The following quotation is right up your alley, Dick. The quotation attacks states' rights by proclaiming that the American states were created by the Union, not the other way around, and by denying that this country is a confederacy of sovereign states:
"By a Confederacy we mean a union of sovereign states which of their own free will and in virtue of their sovereignty come together and create a collective unit, ceding to that unit as much of their own sovereign rights as will render the existence of the union possible and will guarantee it.
"But the theoretical formula is not wholly put into practice by any confederacy that exists to-day. And least of all by the American Union, where it is impossible to speak of original sovereignty in regard to the majority of the states. Many of them were not included in the federal complex until long after it had been established. The states that make up the American Union are mostly in the nature of territories, more or less, formed for technical administrative purposes, their boundaries having in many cases been fixed in the mapping office. Originally these states did not and could not possess sovereign rights of their own. Because it was the Union that created most of the so-called states. Therefore the sovereign rights, often very comprehensive, which were left, or rather granted, to the various territories correspond not only to the whole character of the Confederation but also to its vast space, which is equivalent to the size of a Continent.

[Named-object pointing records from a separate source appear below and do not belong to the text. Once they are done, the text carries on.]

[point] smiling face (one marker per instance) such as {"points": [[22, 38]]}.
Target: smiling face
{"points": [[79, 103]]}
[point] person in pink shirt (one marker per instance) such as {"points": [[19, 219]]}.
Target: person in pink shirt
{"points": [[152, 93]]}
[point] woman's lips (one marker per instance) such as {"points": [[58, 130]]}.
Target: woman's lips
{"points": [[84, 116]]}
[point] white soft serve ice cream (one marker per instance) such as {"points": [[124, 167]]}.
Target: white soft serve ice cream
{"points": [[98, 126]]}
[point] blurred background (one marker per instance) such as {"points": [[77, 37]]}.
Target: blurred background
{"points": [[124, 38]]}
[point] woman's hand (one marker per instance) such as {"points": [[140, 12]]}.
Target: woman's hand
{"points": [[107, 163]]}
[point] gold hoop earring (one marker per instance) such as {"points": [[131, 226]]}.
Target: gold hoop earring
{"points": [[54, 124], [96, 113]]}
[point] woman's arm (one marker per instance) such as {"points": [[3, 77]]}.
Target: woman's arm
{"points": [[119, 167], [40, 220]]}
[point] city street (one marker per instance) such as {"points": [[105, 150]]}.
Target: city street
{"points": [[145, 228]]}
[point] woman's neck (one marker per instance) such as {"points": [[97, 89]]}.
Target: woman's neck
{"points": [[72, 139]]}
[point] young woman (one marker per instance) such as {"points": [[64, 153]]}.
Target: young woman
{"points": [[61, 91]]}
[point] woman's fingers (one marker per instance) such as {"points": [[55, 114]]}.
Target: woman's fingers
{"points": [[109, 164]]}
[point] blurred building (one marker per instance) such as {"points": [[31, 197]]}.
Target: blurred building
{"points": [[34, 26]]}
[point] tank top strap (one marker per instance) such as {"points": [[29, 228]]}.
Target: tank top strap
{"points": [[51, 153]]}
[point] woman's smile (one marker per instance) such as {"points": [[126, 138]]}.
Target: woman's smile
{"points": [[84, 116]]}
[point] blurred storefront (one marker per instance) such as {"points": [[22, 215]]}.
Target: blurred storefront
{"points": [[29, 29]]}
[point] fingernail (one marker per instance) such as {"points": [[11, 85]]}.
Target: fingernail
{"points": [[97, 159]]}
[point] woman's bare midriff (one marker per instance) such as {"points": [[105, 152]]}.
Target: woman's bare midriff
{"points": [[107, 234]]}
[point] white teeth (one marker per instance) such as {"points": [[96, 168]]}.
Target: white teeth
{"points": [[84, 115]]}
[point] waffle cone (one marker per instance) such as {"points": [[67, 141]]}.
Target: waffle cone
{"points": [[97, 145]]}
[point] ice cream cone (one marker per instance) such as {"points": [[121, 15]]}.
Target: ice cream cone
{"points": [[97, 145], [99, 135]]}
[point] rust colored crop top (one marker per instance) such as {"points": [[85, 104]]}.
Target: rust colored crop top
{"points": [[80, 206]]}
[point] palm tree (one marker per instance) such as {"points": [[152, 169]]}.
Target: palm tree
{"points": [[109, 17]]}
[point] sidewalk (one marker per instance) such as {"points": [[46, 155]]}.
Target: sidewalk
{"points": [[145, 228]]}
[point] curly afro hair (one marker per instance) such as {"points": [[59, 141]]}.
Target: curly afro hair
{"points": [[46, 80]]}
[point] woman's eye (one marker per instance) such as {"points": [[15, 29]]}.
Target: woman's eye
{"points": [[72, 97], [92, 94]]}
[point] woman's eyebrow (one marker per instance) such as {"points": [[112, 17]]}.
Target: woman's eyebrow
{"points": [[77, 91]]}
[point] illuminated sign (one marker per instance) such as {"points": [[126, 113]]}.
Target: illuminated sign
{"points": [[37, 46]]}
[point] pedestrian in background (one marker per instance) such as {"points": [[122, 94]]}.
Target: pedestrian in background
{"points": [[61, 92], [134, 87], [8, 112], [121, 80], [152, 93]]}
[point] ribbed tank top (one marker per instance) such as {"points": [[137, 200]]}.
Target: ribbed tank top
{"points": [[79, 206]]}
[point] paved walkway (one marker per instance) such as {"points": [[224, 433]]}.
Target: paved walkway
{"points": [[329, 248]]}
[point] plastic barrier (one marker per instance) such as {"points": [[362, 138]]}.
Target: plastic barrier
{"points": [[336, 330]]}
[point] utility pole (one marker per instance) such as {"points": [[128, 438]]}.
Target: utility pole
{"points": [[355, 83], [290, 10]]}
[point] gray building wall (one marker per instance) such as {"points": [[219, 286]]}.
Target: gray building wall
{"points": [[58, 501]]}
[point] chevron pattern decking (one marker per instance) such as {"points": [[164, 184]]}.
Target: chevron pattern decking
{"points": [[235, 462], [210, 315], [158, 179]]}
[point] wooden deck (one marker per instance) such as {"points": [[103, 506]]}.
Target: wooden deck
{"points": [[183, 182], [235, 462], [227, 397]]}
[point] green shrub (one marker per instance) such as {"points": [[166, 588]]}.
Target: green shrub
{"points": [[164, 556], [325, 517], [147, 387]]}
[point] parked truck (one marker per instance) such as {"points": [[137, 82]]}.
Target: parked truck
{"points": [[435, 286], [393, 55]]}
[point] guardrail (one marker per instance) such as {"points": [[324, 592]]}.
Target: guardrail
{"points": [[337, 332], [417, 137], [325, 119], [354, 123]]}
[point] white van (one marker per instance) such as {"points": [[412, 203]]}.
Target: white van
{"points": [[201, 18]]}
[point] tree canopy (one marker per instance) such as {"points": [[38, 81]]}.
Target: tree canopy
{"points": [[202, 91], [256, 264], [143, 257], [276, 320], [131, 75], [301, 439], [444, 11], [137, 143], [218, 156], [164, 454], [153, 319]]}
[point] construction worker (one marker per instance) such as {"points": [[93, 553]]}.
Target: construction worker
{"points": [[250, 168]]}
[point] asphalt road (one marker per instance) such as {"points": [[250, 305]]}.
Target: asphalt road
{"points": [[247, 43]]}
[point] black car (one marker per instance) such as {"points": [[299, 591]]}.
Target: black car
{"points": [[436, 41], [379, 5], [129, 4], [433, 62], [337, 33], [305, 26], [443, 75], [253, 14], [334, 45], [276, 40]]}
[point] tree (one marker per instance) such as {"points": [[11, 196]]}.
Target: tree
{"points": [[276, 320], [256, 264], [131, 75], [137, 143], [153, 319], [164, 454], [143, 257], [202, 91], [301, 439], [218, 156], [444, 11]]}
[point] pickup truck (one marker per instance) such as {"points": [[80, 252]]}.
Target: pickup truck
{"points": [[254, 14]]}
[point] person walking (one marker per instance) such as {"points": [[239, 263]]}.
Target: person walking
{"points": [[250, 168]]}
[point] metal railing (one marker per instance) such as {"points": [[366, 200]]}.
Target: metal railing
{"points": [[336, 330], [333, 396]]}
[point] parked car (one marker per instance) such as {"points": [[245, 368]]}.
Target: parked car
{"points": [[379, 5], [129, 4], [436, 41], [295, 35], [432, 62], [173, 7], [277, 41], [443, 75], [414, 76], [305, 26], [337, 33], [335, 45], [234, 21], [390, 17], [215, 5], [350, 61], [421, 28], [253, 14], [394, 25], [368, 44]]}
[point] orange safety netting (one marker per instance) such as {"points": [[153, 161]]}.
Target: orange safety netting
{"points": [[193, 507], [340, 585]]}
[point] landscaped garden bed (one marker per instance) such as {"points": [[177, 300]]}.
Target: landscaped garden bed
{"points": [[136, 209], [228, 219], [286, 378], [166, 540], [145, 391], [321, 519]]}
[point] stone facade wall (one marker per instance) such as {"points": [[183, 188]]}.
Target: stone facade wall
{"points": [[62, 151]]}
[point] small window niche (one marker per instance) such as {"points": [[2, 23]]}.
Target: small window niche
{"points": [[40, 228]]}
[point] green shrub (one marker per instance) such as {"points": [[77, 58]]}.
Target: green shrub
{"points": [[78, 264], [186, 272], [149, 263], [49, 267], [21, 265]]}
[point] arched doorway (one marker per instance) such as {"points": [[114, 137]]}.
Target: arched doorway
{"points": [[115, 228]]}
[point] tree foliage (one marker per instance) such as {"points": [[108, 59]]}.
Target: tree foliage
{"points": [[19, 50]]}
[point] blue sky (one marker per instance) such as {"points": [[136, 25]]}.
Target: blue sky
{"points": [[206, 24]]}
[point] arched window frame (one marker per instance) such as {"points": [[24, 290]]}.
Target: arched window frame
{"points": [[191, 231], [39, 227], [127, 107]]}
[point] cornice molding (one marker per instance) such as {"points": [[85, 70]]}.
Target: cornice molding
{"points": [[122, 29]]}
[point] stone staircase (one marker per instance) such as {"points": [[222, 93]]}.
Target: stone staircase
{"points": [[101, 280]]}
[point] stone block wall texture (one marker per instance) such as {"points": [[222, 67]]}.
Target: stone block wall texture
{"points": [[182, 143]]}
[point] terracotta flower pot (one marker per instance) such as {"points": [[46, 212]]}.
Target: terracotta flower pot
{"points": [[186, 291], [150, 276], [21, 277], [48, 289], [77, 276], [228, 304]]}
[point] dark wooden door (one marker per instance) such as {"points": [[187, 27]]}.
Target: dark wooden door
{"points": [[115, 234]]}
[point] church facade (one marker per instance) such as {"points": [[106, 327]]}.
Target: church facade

Consequently, in speaking of the United States of America one must not consider them as sovereign states but as enjoying rights or, better perhaps, autarchic powers, granted to them and guaranteed by the Constitution."
Another quote, from the same source, that supports consolidating power in the central government at the expense of the states:
"Nowadays it is absurd to speak of ‘statal sovereignty’ . . . because that has already become impossible on account of the ridiculously small size of so many of these states. In the sphere of commerce as well as that of administration the importance of the individual states has been steadily decreasing. Modern means of communication and mechanical progress have been increasingly restricting distance and space. What was once a State is to-day only a province and the territory covered by a modern State had once the importance of a continent. . . . To close one’s eyes to the consequences of these facts means to live in the past. There always were, there are and always will be, men who do this. They may retard but they cannot stop the revolutions of history. . . .
"The importance of the individual states in the future will no longer lie in their political or statal power. I look to them rather as important ethnical and cultural centres. But even in this respect time will do its levelling work. Modern travelling facilities shuffle people among one another in such a way that tribal boundaries will fade out and even the cultural picture will gradually become more of a uniform pattern."
Can you guess the source of these quotes, Dick? He's a guy you may have heard of .
Please note that I'm not trying to emulate Durbin's guilt-by-association tactic, but to illustrate the wrongness of that tactic. In other words, I'm pointing out that if Durbin can compare constitutional traditionalists to Jim Crow Congressmen, then it would logically follow that I can compare Durbin to Hitler. This illustrates the fallaciousness of guilt by association. It doesn't mean that Durbin is like Hitler; it means that his own logic would make him like Hitler, therefore his logic is defective. I'm not comparing people to Nazis the way Durbin himself has done.